India has 22 constitutionally recognised languages with a collective speaker base of over 1 billion speakers. With increasing digital penetration and the preference for regional language content on the web, a good translation system for Indian languages is a necessity to provide equitable access to information and content. Despite this fundamental need, the accuracy of machine translation (MT) systems to and from Indic languages are poorer compared to those for several European languages. At AI4Bharat, our goal is to bridge this gap by (i) mining cheaper parallel data from the web (ii) manually collecting a small amount of seed data (iii) creating robust India-centric benchmarks and (iv) building efficient multilngual models which exploit the similarity between Indian languages.
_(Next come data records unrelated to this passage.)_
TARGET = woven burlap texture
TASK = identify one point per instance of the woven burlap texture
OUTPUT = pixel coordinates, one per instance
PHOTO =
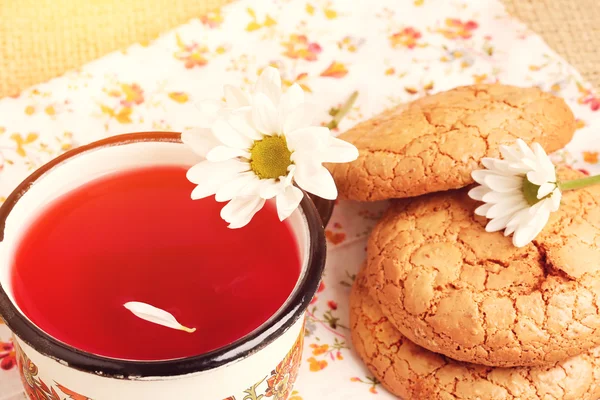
(571, 27)
(42, 39)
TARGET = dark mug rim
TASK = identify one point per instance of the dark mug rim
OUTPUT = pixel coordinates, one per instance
(43, 343)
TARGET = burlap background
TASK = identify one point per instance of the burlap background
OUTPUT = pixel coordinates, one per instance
(41, 39)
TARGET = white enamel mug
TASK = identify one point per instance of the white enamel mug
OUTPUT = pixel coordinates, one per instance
(263, 363)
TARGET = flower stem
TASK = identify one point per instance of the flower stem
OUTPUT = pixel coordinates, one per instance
(341, 113)
(579, 183)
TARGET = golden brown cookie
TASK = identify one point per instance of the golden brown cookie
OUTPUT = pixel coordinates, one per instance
(455, 289)
(413, 373)
(433, 143)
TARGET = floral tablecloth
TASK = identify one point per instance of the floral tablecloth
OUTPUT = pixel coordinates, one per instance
(390, 51)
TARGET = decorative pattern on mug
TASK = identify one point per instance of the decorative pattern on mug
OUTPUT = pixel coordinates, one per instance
(35, 387)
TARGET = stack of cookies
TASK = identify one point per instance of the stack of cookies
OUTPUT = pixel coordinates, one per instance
(445, 310)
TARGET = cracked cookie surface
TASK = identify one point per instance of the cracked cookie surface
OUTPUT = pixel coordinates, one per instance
(433, 143)
(414, 373)
(453, 288)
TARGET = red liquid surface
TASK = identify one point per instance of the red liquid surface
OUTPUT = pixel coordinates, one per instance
(137, 236)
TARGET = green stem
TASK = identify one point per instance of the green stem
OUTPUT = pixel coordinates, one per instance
(579, 183)
(341, 113)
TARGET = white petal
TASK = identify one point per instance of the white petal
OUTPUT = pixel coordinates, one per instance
(317, 181)
(497, 197)
(478, 192)
(155, 315)
(210, 176)
(221, 171)
(269, 83)
(504, 184)
(222, 153)
(241, 121)
(556, 198)
(290, 176)
(201, 140)
(229, 136)
(288, 201)
(545, 189)
(338, 151)
(544, 161)
(496, 224)
(483, 209)
(235, 97)
(252, 188)
(270, 188)
(239, 211)
(506, 209)
(264, 115)
(235, 187)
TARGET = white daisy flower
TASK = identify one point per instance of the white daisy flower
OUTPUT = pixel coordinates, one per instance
(258, 145)
(519, 191)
The largest publicly available parallel corpora collection for Indic languages containing ∼46.9M parallel sentences between English and 11 Indic languages, ranging from 142K pairs between English-Assamese to 8.6M pairs between English-Hindi. Of these 34.6M pairs are newly mined as a part of this work.
A multilingual single-script transformer based model for translating between English and Indian languages. This model is trained using the Samanantar corpus and at the time of its release was the state of the art open source model as evaluated on Facebook's FLORES benchmark.
IndicTrans powers the translation workflow in our open-source annotation platform Shoonya by populating automatic translations which can then be edited by humans. These automatic translations act as initial hints and reduce the cognitive load on humans, thereby improving the efficiency of human translation.